As can be seen from Table 1, film formation in a magnetic field
In addition, the hysteresis of the multilayer film produced by setting the annealing temperature in the rotating magnetic field at 100 ℃ to 300 ℃ is remarkably smaller than the others. The hysteresis of the magnetoresistive effect element obtained by the conventional manufacturing method is about the same as that of sample No. 8.

[0030]

Example 2 A layer of Ni ₈₀ Co ₁₄ Fe ₆ (thickness: 15) was formed on a glass substrate using an RF sputtering device in a magnetic field of 50 (Oe).
Å) and Cu layers (thickness 22 Å) were alternately laminated in 30 layers. Ni ₈₀ Co ₁₄ Fe ₆ and Cu were used as the target, and the film formation conditions were a back pressure of 5 × 10 ⁻⁷ Torr, an Ar pressure of 1 × 10 ⁻⁴ Torr, and an output of 500 W. The deposition rate was 1.5 Å / sec for Ni ₈₀ Co ₁₄ Fe ₆ film formation and 1.8 Å / sec for Cu film formation. For comparison, a multi-layer film was prepared under the same conditions except that it was performed in a non-magnetic field.

The two types of multilayer films thus produced are
In a rotating magnetic field of 100 (Oe), 80 ℃, 100 ℃, 200 respectively
Annealed at ℃, 250 ℃, 300 ℃ and 330 ℃ for 30 minutes. The MR curves of these multilayer films were drawn by the 4-terminal method, and the magnitude of hysteresis was measured in the same manner as in Example 1, and Table 2
It was shown to. Also in this case, evaluation was performed in the same manner as in Example 1.

In the case of the alloy used in this example, the magnitude of the magnetic field which is half the height of the peak in the MR curve is ± 60.
It was (Oe). As can be seen from Table 2, the film is formed in a magnetic field and the annealing temperature in a rotating magnetic field is 100 ° C to 300 ° C.
The multilayer film manufactured as above has less hysteresis than the others. Also in this case, the hysteresis of the magnetoresistive effect element obtained by the conventional manufacturing method is about the same as that of sample No. 8.

[0033]

[Table 1]

[0034]

[Table 2]

[0035]

The multilayer magnetoresistive film produced by the method of the present invention has a large magnetoresistance change rate and a small hysteresis. Therefore, when the multilayer film manufactured in this manner is used in an element, for example, a magnetic head, to which a bias is applied, the magnetoresistance change rate of the MR curve in the magnetic field is half the maximum change rate (peak). Since the hysteresis can be reduced, the output characteristic can be improved.

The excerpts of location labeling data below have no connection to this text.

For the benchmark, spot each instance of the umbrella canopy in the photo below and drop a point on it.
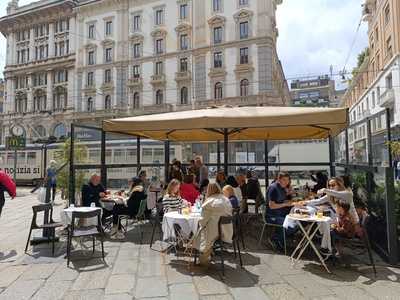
(242, 123)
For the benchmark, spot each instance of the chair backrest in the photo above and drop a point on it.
(142, 209)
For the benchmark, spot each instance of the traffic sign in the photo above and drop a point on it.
(15, 143)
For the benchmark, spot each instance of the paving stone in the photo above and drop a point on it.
(145, 287)
(21, 290)
(150, 268)
(217, 297)
(64, 273)
(306, 284)
(207, 285)
(174, 276)
(118, 297)
(119, 284)
(52, 290)
(91, 280)
(125, 266)
(248, 293)
(39, 271)
(10, 274)
(282, 291)
(183, 290)
(85, 295)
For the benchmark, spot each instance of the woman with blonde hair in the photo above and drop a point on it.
(215, 206)
(172, 200)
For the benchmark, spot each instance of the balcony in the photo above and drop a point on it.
(135, 82)
(158, 79)
(183, 76)
(387, 99)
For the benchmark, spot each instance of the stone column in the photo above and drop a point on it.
(51, 39)
(49, 91)
(30, 93)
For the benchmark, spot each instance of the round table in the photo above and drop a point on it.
(66, 215)
(188, 223)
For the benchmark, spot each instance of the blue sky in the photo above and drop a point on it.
(313, 35)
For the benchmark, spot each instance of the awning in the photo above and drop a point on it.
(242, 123)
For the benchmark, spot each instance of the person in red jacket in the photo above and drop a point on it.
(6, 185)
(189, 191)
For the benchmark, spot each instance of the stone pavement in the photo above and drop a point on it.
(134, 271)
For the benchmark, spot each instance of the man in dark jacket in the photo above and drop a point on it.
(93, 191)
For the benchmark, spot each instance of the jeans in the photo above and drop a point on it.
(278, 233)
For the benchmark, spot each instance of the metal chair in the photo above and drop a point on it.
(139, 218)
(220, 245)
(93, 231)
(274, 226)
(51, 226)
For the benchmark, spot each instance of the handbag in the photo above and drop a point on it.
(42, 195)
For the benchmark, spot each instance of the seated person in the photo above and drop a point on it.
(229, 193)
(93, 191)
(131, 208)
(278, 208)
(188, 190)
(345, 225)
(172, 200)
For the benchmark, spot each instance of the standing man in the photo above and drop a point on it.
(6, 185)
(202, 170)
(93, 191)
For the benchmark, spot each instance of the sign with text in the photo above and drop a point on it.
(15, 142)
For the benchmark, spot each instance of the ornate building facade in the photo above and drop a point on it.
(83, 61)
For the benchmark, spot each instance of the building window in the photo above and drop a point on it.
(159, 68)
(136, 100)
(91, 30)
(244, 30)
(136, 50)
(183, 11)
(136, 23)
(90, 104)
(183, 64)
(387, 14)
(159, 97)
(218, 90)
(217, 5)
(159, 46)
(136, 71)
(108, 54)
(184, 42)
(91, 58)
(244, 56)
(107, 102)
(107, 76)
(217, 35)
(89, 79)
(217, 59)
(159, 18)
(244, 88)
(184, 95)
(108, 28)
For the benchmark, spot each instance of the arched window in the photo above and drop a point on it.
(136, 100)
(60, 131)
(184, 95)
(244, 88)
(159, 97)
(107, 102)
(218, 90)
(90, 104)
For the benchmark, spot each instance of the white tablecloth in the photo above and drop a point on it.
(187, 223)
(66, 215)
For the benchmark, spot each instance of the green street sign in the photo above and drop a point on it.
(15, 143)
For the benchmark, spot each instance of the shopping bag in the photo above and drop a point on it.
(42, 195)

[Brief description of drawings]

FIG. 1 is an MR of one magnetoresistive film produced in an example.
It is a figure which illustrates a curve.

Claims (2)

[Claims] 1. NiFe-based alloy and Cu are alternately deposited in a magnetic field so as to have a predetermined thickness by a sputtering method, and then in a rotating magnetic field in a temperature range of 100 ° C. to 300 ° C. A method for manufacturing a multilayer magnetoresistive effect film, characterized by performing annealing. 2. NiFeCo alloy and Cu are alternately deposited in a magnetic field so as to have a predetermined thickness by a sputtering method, and then in a rotating magnetic field in a temperature range of 100 ° C. to 300 ° C. A method for manufacturing a multilayer magnetoresistive effect film, characterized by performing annealing.